Don’t relax now: another coding deadline is looming

In a typical Indiana Jones action-adventure movie, our hero is faced with a sudden crisis – a runaway coal-mining car, a dungeon full of snakes, a shrinking room, etc. Against all odds, Indy escapes disaster – only to find himself instantly under assault by Nazis or mummies.

Healthcare finance departments may feel as if they’re in an Indiana Jones film: As soon as one crisis is solved, up pops the next. The latest threat to provider revenue cycles (and sanity) is ICD-10. After months of warning, preparation and dread, the deadline for the new medical and diagnostic coding system hit on October 1.

While it’s still too early for individual providers to truly gauge the impact of ICD-10 on their revenue cycles, just getting through October 1 must have been a great relief. Now, providers face mandatory quality reporting measures in early 2017. Healthcare Finance writes:

“While the practice has been optional so far, in early 2017 providers must submit four of their inpatient quality reporting measures electronically, dubbed eCQM, or they will receive a 25 percent reduction in their Centers for Medicare and Medicaid Services market basket update in 2018.”

How much that reduction translates into depends on the provider, but Tony Panjamapirom, senior consultant of research and insights at The Advisory Board, tells Healthcare Finance that it could cost a mid-sized hospital “a couple of million dollars” and might mean the difference between a profit and a loss.

As with ICD-10, the key to meeting these reporting challenges is preparation. Remember, while February 2017 may seem a long way from now, there was a time when October 1, 2015, was but a distant date.

Panjamapirom recommends that providers first make sure their EHR vendors are ready for eCQM submittals. After all, even if providers get their acts together for the new quality reporting measures, vendors whose systems fail to meet CMS’s specifications for electronic submittals will undermine provider efforts and threaten revenue. Healthcare providers should be leaning on their EHR vendors now to make sure their software is 1) up to date, and 2) certified for the measures that the provider wants to report.

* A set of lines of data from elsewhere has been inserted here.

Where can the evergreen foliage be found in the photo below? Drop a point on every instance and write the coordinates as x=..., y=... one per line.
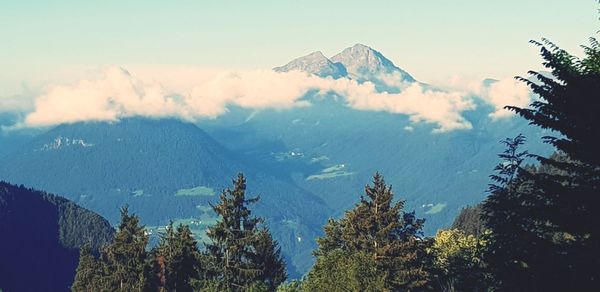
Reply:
x=458, y=259
x=125, y=258
x=87, y=271
x=242, y=254
x=544, y=221
x=177, y=260
x=40, y=234
x=377, y=232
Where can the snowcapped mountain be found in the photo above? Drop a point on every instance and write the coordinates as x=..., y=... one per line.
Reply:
x=314, y=63
x=359, y=62
x=364, y=63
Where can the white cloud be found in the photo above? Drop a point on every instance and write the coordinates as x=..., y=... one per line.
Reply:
x=195, y=94
x=507, y=92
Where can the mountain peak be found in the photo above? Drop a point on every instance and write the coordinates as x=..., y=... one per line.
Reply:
x=363, y=63
x=314, y=63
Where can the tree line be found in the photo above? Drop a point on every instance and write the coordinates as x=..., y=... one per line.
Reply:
x=538, y=230
x=242, y=255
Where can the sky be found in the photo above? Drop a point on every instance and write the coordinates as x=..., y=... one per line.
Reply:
x=46, y=44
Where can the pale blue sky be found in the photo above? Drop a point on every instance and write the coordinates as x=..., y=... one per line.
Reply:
x=433, y=40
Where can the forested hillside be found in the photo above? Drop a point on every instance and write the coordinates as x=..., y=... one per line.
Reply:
x=41, y=235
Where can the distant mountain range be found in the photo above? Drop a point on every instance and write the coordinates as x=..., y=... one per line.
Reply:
x=41, y=236
x=164, y=170
x=307, y=163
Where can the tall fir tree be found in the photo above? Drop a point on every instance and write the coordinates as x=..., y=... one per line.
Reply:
x=377, y=226
x=240, y=252
x=545, y=223
x=125, y=259
x=177, y=259
x=86, y=276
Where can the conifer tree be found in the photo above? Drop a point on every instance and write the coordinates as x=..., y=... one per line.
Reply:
x=177, y=259
x=378, y=227
x=239, y=249
x=87, y=271
x=125, y=259
x=545, y=223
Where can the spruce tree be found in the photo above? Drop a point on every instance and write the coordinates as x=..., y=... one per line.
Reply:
x=177, y=259
x=239, y=250
x=545, y=221
x=377, y=226
x=125, y=259
x=87, y=271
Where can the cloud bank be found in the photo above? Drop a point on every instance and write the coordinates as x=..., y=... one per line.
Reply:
x=117, y=94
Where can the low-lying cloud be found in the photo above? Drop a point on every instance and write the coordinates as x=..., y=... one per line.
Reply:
x=118, y=94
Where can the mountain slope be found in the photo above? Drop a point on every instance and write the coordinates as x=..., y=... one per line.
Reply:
x=41, y=237
x=165, y=170
x=314, y=63
x=364, y=64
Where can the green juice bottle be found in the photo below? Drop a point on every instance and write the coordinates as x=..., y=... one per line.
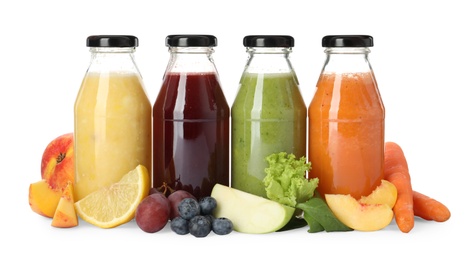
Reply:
x=268, y=113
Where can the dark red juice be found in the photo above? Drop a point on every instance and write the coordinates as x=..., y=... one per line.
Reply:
x=191, y=133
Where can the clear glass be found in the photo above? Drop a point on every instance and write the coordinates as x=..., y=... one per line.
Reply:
x=112, y=121
x=191, y=124
x=268, y=116
x=346, y=125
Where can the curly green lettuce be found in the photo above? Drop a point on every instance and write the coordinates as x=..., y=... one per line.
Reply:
x=285, y=181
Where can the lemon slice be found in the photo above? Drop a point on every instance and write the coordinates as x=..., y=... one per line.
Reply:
x=115, y=204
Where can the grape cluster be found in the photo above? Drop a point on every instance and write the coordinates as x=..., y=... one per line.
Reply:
x=183, y=211
x=196, y=218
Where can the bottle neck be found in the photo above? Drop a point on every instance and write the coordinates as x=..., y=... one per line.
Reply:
x=347, y=60
x=268, y=60
x=113, y=60
x=191, y=60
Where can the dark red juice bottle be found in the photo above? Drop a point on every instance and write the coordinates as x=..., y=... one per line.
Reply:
x=191, y=119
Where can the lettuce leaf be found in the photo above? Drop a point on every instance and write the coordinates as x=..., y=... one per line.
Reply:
x=285, y=181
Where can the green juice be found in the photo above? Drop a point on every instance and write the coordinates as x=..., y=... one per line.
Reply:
x=268, y=116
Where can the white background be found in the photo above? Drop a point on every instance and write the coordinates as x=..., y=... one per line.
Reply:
x=418, y=59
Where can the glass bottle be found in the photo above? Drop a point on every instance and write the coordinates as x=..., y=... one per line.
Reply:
x=347, y=120
x=191, y=119
x=112, y=115
x=268, y=113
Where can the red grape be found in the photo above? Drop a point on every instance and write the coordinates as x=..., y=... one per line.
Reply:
x=153, y=213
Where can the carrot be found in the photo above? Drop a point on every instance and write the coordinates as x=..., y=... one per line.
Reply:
x=429, y=208
x=396, y=171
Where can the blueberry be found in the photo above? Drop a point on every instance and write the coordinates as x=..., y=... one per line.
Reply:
x=222, y=226
x=189, y=208
x=199, y=226
x=207, y=204
x=211, y=218
x=179, y=225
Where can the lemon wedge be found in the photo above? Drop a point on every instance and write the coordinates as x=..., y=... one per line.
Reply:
x=115, y=204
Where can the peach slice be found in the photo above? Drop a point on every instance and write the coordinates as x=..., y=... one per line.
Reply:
x=385, y=193
x=43, y=199
x=65, y=215
x=359, y=216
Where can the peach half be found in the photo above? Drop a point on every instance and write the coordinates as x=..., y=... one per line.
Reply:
x=385, y=193
x=359, y=216
x=43, y=199
x=369, y=213
x=57, y=165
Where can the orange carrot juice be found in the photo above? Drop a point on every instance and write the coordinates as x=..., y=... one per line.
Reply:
x=346, y=134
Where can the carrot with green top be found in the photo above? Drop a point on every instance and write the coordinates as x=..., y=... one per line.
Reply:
x=429, y=209
x=396, y=171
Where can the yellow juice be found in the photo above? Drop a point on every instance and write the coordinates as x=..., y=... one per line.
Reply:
x=112, y=130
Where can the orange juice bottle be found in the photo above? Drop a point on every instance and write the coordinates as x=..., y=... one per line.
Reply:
x=346, y=120
x=112, y=116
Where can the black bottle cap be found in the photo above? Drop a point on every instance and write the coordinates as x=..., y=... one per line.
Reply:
x=268, y=41
x=190, y=40
x=112, y=41
x=347, y=41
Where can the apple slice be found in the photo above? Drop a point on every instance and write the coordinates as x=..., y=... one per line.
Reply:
x=248, y=212
x=359, y=216
x=65, y=215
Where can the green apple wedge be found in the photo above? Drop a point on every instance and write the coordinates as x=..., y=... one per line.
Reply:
x=250, y=213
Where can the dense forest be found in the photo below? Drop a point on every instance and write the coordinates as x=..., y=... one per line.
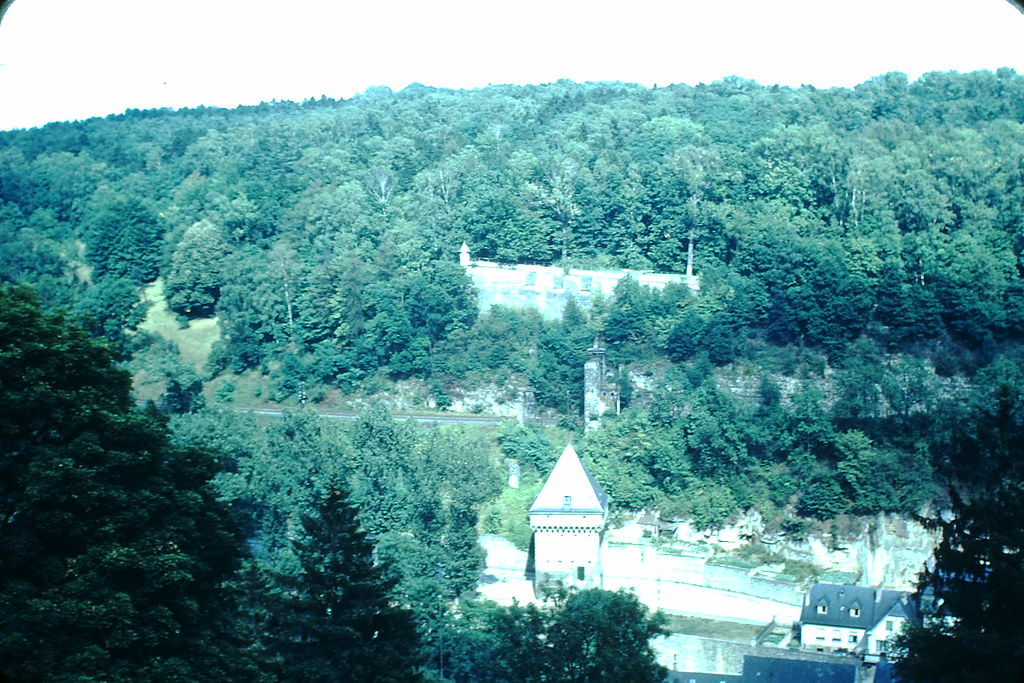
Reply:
x=858, y=252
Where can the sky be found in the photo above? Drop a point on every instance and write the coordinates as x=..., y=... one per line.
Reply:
x=67, y=59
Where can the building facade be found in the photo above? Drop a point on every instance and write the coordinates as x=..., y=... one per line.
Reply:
x=854, y=619
x=568, y=518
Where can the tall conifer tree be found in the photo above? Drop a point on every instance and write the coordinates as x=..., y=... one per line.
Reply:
x=113, y=545
x=335, y=620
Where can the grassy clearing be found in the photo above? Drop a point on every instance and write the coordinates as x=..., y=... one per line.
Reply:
x=194, y=341
x=710, y=628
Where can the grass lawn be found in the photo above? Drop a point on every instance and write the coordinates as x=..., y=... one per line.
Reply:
x=710, y=628
x=194, y=342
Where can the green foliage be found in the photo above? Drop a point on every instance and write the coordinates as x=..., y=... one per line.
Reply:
x=977, y=583
x=591, y=635
x=336, y=620
x=114, y=545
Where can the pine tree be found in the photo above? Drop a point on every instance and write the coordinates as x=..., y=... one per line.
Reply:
x=978, y=579
x=335, y=620
x=113, y=545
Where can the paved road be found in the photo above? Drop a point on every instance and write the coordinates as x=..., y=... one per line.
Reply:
x=422, y=418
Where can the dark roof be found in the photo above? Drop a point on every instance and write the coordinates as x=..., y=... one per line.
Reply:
x=690, y=677
x=885, y=673
x=772, y=670
x=854, y=606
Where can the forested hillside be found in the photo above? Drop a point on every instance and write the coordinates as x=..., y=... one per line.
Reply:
x=858, y=252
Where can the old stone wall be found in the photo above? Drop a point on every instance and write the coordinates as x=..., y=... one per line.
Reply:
x=548, y=288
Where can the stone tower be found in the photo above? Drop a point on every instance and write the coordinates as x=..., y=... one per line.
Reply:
x=599, y=395
x=568, y=518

Speaking of which, providers also should report quality measures that play to their strengths. “Choosing quality measures that score higher will not only put a group's best foot forward, but will enable them to see if there are holes in the data,” Worth writes. “For instance, if an organization estimates that 90 percent of patients are receiving diabetes education, but reports show that only 50 percent are, there may be a data problem.”

CMS offers a number of resources to providers in its eCQM library.